La région des Hautes-Terres, au nord de l’Islande, non loin du cercle polaire, est l’endroit idéal pour tester ce SUV coupé 100 % électrique.

Texte Henri Bonchat, Photos Florian Léger

Au départ d’Akureyri, seconde ville du pays, direction Hlíðarfjall, une station de ski située à quelques kilomètres, histoire de se familiariser avec le coupé Enyaq. Les montagnes comme la route sont recouvertes d’une fine couche de neige. Le vent souffle, accentuant l’effet glacial.

Équipée de pneus hiver, la monture au look dynamique, dotée d’une transmission intégrale, ne bronche pas, adhérant à la chaussée comme si de rien n’était, dans un silence de cathédrale. Au bout du parcours, la station semble fermée, laissant penser qu’elle est abandonnée. Pas grave. Il faut poursuivre, vaille que vaille.

Une terre de feu et de glace

L’étape suivante nous entraîne plus au nord, à Húsavík, une petite localité portuaire réputée pour l’observation des baleines. À l’arrivée, aucun cétacé en vue, mais une pluie fine qui s’abat sur le village. La récompense de nos tribulations se nomme Salka, un restaurant sur le port pour reprendre des forces.

Une fois revigorés, direction l’est, cette fois, par la mythique Ring Road, autrement appelée la « route n° 1 », qui fait le tour de l’île. Elle est ouverte toute l’année, ce qui n’est pas le cas du reste du réseau. Le SUV électrique respire à plein watts, malgré une météo toujours capricieuse. L’autonomie des batteries ne semble pas souffrir de la température extérieure, proche de zéro.

Côté sécurité, tout est nickel. Le système de frein régénératif permet de profiter d’un ralentissement assisté, évitant ainsi toute perte d’adhérence sur un bitume gelé et piégeux. Dans un confort de berline, on « avale » les portions de routes quasi vierges. Seuls des moutons et quelques fermes isolées bordent parfois la chaussée. L’excitation est à son comble devant les paysages exceptionnels.

Comme sur la planète Mars

Ici, les fjords n’ont rien à envier à ceux de la Norvège, et les chutes d’eau semblent venues de nulle part. Parmi elles, celles de Goðafoss, littéralement « cascade des dieux », est l’une des plus remarquables d’Islande.

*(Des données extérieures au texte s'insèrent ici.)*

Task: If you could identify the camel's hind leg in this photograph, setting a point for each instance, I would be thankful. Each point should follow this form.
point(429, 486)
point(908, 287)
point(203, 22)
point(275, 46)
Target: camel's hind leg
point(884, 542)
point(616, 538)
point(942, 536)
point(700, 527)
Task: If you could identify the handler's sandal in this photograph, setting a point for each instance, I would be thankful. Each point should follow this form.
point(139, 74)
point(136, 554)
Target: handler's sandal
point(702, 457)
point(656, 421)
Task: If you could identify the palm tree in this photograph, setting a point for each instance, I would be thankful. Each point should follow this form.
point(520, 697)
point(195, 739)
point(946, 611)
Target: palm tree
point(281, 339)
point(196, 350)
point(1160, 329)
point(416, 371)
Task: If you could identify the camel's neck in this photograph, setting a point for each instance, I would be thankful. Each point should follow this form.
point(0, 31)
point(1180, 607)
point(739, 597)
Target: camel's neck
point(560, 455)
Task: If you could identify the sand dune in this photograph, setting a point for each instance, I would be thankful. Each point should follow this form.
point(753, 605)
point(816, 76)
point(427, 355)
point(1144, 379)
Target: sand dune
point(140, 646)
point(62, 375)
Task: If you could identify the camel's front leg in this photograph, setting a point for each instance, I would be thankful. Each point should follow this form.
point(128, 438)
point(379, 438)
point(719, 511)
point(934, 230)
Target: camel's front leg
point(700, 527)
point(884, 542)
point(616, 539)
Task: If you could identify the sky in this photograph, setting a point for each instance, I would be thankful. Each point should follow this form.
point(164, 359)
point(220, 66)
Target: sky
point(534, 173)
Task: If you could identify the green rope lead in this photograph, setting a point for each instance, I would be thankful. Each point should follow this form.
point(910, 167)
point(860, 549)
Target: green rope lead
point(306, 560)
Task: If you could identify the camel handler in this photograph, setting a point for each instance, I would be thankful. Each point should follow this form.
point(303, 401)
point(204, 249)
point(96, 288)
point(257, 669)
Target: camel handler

Quelques ponts étroits – à tel point que deux voitures ne peuvent se croiser – enjambent de grands bras de rivières.

Nous roulons toujours vers l’est en direction de Mývatn et son lac volcanique, classé réserve naturelle et apprécié des ornithologues. La région est aussi connue pour ses sources d’eau chaude, ses fumerolles et ses cratères. Évidemment, un bain dans les sources bouillantes des Mývatn Nature Baths s’impose. Une expérience à vivre absolument pour qui se rend en Islande. Afin de prolonger ce moment de détente, on passe la nuit au Fosshótel Mývatn, une superbe adresse design (trois étoiles), face au lac.

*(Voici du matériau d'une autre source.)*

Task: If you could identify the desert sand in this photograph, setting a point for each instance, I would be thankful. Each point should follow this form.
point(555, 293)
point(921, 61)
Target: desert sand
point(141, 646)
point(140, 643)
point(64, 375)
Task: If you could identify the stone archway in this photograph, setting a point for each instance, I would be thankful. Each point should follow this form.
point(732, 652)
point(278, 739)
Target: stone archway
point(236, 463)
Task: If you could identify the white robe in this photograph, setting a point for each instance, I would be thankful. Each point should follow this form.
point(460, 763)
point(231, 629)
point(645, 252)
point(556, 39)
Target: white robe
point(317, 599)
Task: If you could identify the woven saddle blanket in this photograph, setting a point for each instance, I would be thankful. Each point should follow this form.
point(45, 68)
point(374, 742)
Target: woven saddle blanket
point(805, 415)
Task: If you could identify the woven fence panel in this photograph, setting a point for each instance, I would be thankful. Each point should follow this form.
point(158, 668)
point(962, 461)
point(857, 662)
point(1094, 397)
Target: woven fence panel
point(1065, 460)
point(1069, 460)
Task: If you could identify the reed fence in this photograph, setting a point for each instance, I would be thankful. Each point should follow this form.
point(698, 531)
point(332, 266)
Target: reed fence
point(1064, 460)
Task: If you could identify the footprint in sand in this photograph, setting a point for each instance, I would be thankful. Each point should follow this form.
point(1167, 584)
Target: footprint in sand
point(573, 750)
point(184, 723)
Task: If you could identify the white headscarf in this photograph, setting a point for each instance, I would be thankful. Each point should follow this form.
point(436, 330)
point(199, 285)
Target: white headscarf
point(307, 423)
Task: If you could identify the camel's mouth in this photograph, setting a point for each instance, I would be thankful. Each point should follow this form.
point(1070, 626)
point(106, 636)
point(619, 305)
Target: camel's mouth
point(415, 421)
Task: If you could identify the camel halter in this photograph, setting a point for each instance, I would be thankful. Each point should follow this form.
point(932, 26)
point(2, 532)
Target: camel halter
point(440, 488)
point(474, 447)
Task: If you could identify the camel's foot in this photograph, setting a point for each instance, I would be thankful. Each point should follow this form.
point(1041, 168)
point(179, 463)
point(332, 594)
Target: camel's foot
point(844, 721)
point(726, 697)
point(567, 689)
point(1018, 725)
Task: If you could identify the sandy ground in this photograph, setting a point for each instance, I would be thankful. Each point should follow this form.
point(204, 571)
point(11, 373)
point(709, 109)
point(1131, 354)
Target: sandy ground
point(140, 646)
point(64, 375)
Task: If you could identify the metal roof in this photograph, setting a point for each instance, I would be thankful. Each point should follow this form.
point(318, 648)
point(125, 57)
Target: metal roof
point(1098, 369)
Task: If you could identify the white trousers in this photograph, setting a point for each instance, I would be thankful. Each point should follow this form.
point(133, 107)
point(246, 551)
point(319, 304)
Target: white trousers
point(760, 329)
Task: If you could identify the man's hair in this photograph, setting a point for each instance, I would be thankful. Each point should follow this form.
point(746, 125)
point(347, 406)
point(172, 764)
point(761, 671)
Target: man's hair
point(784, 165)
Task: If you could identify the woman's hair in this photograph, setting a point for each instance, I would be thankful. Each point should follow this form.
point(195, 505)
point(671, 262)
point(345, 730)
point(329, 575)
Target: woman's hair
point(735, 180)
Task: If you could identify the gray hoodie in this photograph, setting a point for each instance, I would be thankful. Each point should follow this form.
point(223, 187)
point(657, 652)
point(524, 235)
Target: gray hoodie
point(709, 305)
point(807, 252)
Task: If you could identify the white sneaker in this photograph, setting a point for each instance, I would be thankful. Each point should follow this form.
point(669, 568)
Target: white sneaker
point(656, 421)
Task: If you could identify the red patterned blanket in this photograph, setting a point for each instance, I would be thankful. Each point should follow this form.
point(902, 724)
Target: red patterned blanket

Le lendemain, le vent a forci. Il neige par intermittence, et les températures ressenties avoisinent les –10 °C. Le SUV Enyaq est suffisamment rechargé (autonomie proche de 500 km) pour nous conduire à Egilsstaðir, notre destination finale. On s’engage sur les grands plateaux du nord, dans des conditions météorologiques difficiles. Aucune voiture en vue.

La route est devenue toute blanche, balayée par les rafales. Sans les piquets plantés le long de celle-ci, une sortie de route serait vite arrivée. L’atmosphère est particulière. Entourés de toutes ces roches volcaniques, on se croirait sur la planète Mars.

Un village perdu

Après une centaine de kilomètres à travers des paysages désertiques, le GPS indique, à quelques encablures, un hameau appelé Möðrudalur. C’est le village le plus isolé et le plus haut de l’île, constitué de quelques fermes qui se fondent dans le décor. Celles-ci se reconnaissent de loin à leurs toits composés d’herbe et de tourbe, pour se protéger du froid et du vent. Au beau milieu du bourg trône Fjallakaffi, un restaurant réputé qui propose aussi quelques chambres d’hôtes.

Au-delà, la route semble continuer vers des contrées sauvages, sans âme qui vive. À la belle saison – de juin à septembre –, certains véhicules bien équipés l’empruntent pour un voyage en terre inconnue. Avec l’après-midi, il est l’heure de repartir, de quitter les grands plateaux pour rejoindre la vallée. Les conditions s’améliorent, le vent finit par se calmer. Le vert des pâturages a remplacé la neige. Une ultime cascade se jette au pied de la montagne.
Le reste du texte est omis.